A gravel driveway is a simple and attractive feature for a rural or country home. Such driveways are often less expensive to build and easier to maintain than poured driveways, especially in areas where weather is more severe. Gravel provides traction in all weather conditions and can prevent vehicles from sinking when applied correctly. The more work done up front to ensure proper installation, the fewer problems you'll have with ruts and bumps.
Measure the driveway area to be covered by length and width, using a tape measure, and multiply these figures to get surface area. Determine how deep you want your gravel; make the depth no more than 3 to 4 inches as more will result in a loss of traction or gravel being flung by tires.

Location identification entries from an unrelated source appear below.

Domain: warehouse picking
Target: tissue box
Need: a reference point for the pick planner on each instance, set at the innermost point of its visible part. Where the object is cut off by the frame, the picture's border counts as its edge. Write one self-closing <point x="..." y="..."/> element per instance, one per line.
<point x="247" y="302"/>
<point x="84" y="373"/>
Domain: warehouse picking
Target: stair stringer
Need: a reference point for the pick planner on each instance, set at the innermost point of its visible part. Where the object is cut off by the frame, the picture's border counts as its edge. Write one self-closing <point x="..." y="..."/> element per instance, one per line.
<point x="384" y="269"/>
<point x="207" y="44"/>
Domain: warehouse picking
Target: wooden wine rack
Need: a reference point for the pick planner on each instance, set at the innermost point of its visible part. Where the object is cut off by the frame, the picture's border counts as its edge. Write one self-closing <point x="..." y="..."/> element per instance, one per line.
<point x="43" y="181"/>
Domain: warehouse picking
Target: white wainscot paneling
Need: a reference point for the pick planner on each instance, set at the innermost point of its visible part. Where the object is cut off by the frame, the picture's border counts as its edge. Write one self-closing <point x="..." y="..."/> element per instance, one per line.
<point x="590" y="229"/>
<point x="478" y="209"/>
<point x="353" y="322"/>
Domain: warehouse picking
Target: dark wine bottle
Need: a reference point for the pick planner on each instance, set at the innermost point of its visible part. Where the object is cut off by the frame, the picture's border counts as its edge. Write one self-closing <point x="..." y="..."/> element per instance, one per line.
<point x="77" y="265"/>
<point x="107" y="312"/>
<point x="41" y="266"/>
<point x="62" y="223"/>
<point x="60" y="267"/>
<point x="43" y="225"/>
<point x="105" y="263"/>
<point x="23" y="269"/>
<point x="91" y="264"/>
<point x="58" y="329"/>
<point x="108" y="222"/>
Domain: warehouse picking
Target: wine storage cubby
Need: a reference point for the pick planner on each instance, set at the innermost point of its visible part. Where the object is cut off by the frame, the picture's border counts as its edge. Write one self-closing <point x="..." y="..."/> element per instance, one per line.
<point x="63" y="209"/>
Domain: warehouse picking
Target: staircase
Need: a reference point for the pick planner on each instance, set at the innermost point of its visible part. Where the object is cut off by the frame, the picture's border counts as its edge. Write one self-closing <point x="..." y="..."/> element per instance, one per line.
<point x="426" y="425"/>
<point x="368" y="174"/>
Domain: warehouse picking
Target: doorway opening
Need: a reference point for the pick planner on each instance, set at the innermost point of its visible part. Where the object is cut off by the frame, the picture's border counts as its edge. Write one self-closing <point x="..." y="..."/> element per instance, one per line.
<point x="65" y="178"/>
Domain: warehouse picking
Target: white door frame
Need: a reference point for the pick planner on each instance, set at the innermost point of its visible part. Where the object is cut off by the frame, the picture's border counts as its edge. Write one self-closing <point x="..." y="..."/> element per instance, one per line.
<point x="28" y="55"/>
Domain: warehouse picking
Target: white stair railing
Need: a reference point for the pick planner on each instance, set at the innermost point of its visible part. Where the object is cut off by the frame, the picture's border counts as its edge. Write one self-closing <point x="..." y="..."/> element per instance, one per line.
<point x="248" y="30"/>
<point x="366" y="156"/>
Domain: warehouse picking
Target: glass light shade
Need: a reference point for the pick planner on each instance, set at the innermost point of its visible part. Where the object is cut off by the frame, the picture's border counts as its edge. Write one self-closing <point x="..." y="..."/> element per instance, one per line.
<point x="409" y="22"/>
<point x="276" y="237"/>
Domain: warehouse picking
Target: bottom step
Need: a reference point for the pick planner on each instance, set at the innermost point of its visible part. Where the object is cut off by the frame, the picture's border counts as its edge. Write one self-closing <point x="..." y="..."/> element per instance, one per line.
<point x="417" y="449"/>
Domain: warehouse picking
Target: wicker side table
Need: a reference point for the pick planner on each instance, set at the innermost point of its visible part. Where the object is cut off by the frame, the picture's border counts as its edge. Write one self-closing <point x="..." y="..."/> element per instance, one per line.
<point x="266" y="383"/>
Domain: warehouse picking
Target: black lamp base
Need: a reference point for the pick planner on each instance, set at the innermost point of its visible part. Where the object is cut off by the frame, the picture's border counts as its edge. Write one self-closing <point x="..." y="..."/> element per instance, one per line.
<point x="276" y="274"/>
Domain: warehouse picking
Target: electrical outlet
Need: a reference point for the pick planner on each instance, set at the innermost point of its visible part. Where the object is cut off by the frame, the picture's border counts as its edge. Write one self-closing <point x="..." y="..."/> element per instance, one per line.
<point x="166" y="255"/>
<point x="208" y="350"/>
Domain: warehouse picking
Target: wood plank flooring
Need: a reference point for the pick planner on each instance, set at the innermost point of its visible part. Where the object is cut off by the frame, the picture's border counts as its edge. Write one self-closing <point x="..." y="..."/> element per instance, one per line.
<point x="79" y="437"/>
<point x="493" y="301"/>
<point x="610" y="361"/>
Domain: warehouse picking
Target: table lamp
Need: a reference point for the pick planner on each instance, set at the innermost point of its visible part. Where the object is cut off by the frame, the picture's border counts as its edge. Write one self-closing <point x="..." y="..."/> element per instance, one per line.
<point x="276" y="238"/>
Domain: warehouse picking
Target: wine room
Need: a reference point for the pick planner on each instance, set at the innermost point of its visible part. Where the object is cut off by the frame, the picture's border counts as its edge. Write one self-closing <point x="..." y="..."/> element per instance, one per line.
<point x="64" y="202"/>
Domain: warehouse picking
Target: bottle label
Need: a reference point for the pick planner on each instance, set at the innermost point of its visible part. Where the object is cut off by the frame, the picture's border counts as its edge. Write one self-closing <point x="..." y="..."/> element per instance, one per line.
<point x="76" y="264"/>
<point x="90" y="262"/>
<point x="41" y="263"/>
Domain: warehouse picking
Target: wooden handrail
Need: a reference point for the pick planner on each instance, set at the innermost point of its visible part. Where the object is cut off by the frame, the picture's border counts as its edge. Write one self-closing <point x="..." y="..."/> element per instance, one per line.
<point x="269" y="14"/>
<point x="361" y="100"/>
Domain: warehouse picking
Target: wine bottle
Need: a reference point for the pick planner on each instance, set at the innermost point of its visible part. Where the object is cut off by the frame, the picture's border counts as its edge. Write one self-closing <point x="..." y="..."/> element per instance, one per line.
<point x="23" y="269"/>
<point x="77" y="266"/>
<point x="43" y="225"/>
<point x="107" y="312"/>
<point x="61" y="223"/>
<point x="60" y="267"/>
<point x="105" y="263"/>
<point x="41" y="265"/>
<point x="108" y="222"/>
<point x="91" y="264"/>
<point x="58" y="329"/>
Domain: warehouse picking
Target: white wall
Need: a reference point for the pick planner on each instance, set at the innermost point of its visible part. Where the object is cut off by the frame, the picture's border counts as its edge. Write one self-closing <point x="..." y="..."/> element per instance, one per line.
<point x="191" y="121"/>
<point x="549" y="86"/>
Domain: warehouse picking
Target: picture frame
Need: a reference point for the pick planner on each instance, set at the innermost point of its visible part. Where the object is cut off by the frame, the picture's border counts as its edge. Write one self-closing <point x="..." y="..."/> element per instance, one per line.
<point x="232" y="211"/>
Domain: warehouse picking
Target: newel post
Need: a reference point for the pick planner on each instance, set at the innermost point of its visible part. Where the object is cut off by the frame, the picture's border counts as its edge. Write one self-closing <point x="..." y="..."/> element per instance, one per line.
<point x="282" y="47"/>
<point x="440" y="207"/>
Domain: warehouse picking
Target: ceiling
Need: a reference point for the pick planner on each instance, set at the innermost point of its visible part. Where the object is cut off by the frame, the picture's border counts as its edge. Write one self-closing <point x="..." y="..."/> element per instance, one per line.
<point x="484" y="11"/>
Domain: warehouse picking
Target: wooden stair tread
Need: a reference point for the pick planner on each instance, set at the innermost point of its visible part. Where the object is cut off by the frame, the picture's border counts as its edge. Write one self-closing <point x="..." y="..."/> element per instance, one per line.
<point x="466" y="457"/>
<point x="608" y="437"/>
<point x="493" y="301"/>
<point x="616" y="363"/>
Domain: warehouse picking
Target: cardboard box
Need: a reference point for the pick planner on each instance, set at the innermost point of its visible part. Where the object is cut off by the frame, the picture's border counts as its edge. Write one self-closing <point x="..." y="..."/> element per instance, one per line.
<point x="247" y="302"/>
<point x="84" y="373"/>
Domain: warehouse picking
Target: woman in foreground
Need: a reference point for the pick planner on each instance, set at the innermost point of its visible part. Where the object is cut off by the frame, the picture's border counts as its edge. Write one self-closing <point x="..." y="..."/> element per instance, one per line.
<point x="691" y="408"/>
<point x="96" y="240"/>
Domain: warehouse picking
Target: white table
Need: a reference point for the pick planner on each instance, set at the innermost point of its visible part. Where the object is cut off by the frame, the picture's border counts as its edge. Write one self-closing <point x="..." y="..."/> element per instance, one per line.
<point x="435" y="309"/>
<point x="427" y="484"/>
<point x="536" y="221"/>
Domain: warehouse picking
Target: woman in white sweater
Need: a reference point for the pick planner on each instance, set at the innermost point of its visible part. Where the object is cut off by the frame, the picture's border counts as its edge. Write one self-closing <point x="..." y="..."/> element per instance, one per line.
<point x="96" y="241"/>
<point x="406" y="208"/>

Multiply your depth times your area (easiest to do in inches and convert to yards) so you'll know how much gravel you need. Multiply cubic yards by 1.5 to determine the tonnage of gravel necessary to complete your project.
Excavate the area for the driveway, using a shovel. Dig down until you have a firm surface that is mostly level. Create a slight bow in the middle of the driveway, called a crown, that slopes gently outward to either side. This will prevent water from accumulating in the middle of your driveway and will promote runoff. Pack soft areas with filler dirt.
Pound your driveway area with the vibrating plate to assure that the dirt is secure. If you don't do this, you risk having a driveway that will sag or rut easily.
Spread the gravel out evenly with a rake and wheelbarrow. Again, pay close attention to creating the crown along the center line of the driveway.